Performing a full reconstruction

This section gives a brief walkthrough of the necessary steps for running a full LMR reconstruction including: configuration, setting up proxies, PSMs, and usage of pre-calculated observations.

Building the proxy database

Note

The provided databases in the downloaded sample data should be sufficient for most reconstruction purposes. Skip over this step unless updates were made to the available proxy data.

The proxy files used by the LMR code are in the format of Pandas dataframes which are used as a database-like structure. One file contains the list of proxies with unique identifiers and associated metadata (xxxx_Metadata.df.pckl), while the other contains the proxy measurements over time (xxxx_Proxy.df.pckl).

Anytime proxies are added or updated the database files need to be updated using LMR_proxy_preprocess.py. There are more available options described in the comments of the main() function, but we discuss the important parameters here.

The main choice is which proxy database to build. There are two choices of proxy_data_source, ‘LMRdb’ and ‘PAGES2Kv1’. ‘LMRdb’ is a compilation of NCDC, PAGES2K Phase 2, and other collected proxy records, while `PAGES2Kv1’ is data from only the PAGES2K Phase 1 project. For most purposes, ‘LMRdb’ should be the database of choice. Comment out whichever source is not in use e.g,:

#proxy_data_source = 'PAGES2Kv1' # proxies from PAGES2k phase 1 (2013)

# --- *** --- *** --- *** --- *** --- *** --- *** --- *** --- *** --- *** ---

proxy_data_source = 'LMRdb'     # proxies from PAGES2k phase 2 (2017) +
                                # "in-house" collection in NCDC-templated files

The other important parameters are to set the proxy input data and database output locations. If you downloaded sample data from us, the input data are located under the proxies directory (e.g., /home/disk/foo/LMR_data/data/proxies/). It is fine to use that same directory as the output target.

Note

If rebuilding ‘LMRdb’, you should make sure the files under .../LMR_data/proxies/LMRdb/ are untarred first. cd to that directory and untar using $ tar -xvf ToPandas_v0.4.0_files.tar.gz.

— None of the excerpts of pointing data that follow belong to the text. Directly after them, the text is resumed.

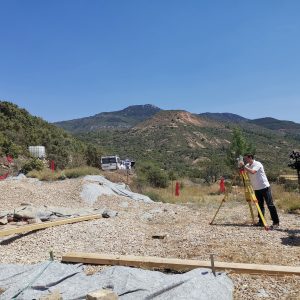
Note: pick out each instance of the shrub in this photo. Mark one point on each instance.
(154, 196)
(48, 175)
(290, 186)
(153, 175)
(83, 171)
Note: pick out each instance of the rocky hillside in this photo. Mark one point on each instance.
(179, 140)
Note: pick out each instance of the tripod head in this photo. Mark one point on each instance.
(295, 160)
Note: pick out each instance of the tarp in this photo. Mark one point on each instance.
(34, 281)
(96, 185)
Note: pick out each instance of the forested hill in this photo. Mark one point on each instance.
(185, 142)
(19, 129)
(122, 119)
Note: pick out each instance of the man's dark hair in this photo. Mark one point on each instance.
(250, 155)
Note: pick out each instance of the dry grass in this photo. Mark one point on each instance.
(201, 195)
(287, 201)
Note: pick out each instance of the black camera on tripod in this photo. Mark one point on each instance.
(295, 160)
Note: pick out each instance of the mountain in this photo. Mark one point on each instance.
(122, 119)
(224, 117)
(279, 125)
(181, 141)
(19, 129)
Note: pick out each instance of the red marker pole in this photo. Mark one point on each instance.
(52, 166)
(177, 189)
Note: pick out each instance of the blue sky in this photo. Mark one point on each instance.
(68, 59)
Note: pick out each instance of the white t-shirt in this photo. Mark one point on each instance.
(258, 180)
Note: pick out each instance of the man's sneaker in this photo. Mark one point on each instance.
(274, 226)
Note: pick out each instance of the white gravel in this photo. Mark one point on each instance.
(186, 229)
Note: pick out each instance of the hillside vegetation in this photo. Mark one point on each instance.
(19, 129)
(187, 143)
(122, 119)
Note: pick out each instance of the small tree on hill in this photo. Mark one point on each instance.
(239, 146)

When finished editing the options defining the database and file locations create the databases using:

(lmr_py3) $ python LMR_proxy_preprocess.py

(Remember to activate the correct python environment if you’re using Anaconda!)

Create pre-calibrated statistical PSMs

Note

The provided sample data includes many pre-calibration combinations for seasonal/annual PSMs calibrated against GISTEMP, NOAA, Berkeley Earth, and GPCC. You will likely be able to skip this step if no changes have been made to the underlying proxy database. If a needed pre-calibration file does not exist, the code alerts you that it was not found and exits. At that point, follow the instructions in this section.

The proxy system models (PSMs) are essential for translating our reconstructed fields (in climate model space) to something comparable to the proxy data (observation space). We implement a few different statistical regressions that fit proxies against instrumental data to form a PSM. These models are fit using annual or seasonal averages and a univariate or bivariate fit to moisture and temperature variables.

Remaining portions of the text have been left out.